The 2018–19 South-West Indian Ocean cyclone season was the costliest and the most active season ever recorded since reliable records began in 1967. Additionally, it is also the deadliest cyclone season recorded in the South-West Indian Ocean, surpassing the 1891–92 season, in which the 1892 Mauritius cyclone devastated the island of Mauritius. The season was an event of the annual cycle of tropical cyclone and subtropical cyclone formation in the South-West Indian Ocean basin. It officially began on November 15, 2018, and ended on April 30, 2019, with the exception for Mauritius and the Seychelles, which it ended on May 15, 2019. These dates conventionally delimit the period of each year when most tropical and subtropical cyclones form in the basin, which is west of 90°E and south of the Equator. Tropical and subtropical cyclones in this basin are monitored by the Regional Specialised Meteorological Centre in Réunion.
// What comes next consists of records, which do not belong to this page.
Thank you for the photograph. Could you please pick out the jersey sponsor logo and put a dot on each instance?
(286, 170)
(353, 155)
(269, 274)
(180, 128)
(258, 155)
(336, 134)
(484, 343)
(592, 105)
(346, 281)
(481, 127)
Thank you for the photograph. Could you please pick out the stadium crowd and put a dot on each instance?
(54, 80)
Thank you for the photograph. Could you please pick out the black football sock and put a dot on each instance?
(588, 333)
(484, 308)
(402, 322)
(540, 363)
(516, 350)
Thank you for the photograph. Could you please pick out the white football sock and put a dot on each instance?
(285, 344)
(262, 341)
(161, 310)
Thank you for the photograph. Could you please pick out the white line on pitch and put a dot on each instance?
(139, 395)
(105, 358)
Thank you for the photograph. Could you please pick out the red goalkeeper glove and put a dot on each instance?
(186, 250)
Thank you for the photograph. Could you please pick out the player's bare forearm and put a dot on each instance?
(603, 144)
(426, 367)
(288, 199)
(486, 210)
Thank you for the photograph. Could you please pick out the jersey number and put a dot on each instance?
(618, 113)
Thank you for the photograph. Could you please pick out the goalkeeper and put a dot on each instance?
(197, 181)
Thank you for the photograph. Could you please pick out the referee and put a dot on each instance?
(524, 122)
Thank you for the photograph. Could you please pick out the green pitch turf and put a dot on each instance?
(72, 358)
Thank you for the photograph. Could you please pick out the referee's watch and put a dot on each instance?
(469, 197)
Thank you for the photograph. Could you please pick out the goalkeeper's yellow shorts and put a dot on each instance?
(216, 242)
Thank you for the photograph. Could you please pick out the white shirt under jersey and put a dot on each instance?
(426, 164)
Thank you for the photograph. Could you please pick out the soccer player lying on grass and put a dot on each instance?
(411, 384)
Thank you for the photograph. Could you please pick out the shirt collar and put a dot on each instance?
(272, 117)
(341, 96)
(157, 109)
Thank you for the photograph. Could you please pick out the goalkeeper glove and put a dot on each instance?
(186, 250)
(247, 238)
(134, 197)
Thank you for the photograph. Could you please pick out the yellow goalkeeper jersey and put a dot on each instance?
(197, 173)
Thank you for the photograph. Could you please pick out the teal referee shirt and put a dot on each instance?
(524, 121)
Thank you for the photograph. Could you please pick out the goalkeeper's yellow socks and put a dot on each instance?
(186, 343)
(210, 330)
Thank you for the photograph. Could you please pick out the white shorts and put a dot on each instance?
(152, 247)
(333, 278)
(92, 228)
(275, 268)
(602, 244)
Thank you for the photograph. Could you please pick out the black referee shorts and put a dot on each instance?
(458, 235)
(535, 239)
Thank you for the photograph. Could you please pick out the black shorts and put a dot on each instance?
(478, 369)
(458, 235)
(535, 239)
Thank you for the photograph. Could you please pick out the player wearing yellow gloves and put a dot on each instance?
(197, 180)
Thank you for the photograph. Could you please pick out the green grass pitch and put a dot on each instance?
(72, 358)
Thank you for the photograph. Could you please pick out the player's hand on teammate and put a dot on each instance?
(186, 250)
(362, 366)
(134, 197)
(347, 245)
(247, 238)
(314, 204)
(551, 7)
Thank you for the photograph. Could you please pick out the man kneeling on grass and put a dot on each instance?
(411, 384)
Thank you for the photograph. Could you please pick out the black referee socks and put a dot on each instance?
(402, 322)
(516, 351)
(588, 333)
Intense Tropical Cyclone Kenneth was the strongest tropical cyclone to make landfall in Mozambique since modern records began. The cyclone also caused significant damage in the Comoro Islands and Tanzania. The fourteenth tropical storm, record-breaking tenth tropical cyclone, and tenth intense tropical cyclone of the 2018–19 South-West Indian Ocean cyclone season, Kenneth formed from a vortex that the Météo-France office on La Réunion (MFR) first mentioned on 17 April. The MFR monitored the system over the next several days, before designating it as Tropical Disturbance 14 on 21 April. The disturbance was located in a favorable environment to the north of Madagascar, which allowed it to strengthen into a tropical depression and later a tropical storm, both on the next day. The storm then began a period of rapid intensification, ultimately peaking as an intense tropical cyclone with 10-minute sustained winds of 215 km/h (130 mph) and a minimum central pressure of 934 hPa. At that time, Kenneth began to undergo an eyewall replacement cycle and weakened slightly, before making landfall later that day as an intense tropical cyclone. As a result of land interaction, Kenneth became disorganised as it made landfall and rapidly degenerated thereafter. The storm then shifted southward, with the MFR cancelling all major warnings for inland cities. Kenneth was reclassified as an overland depression after landfall, with the MFR issuing its warning at midnight UTC on 26 April. Thunderstorm activity developed off the coast of Mozambique on 27 April as the system began drifting northward. Kenneth re-emerged off the coast of northern Mozambique on 28 April, before dissipating on the next day.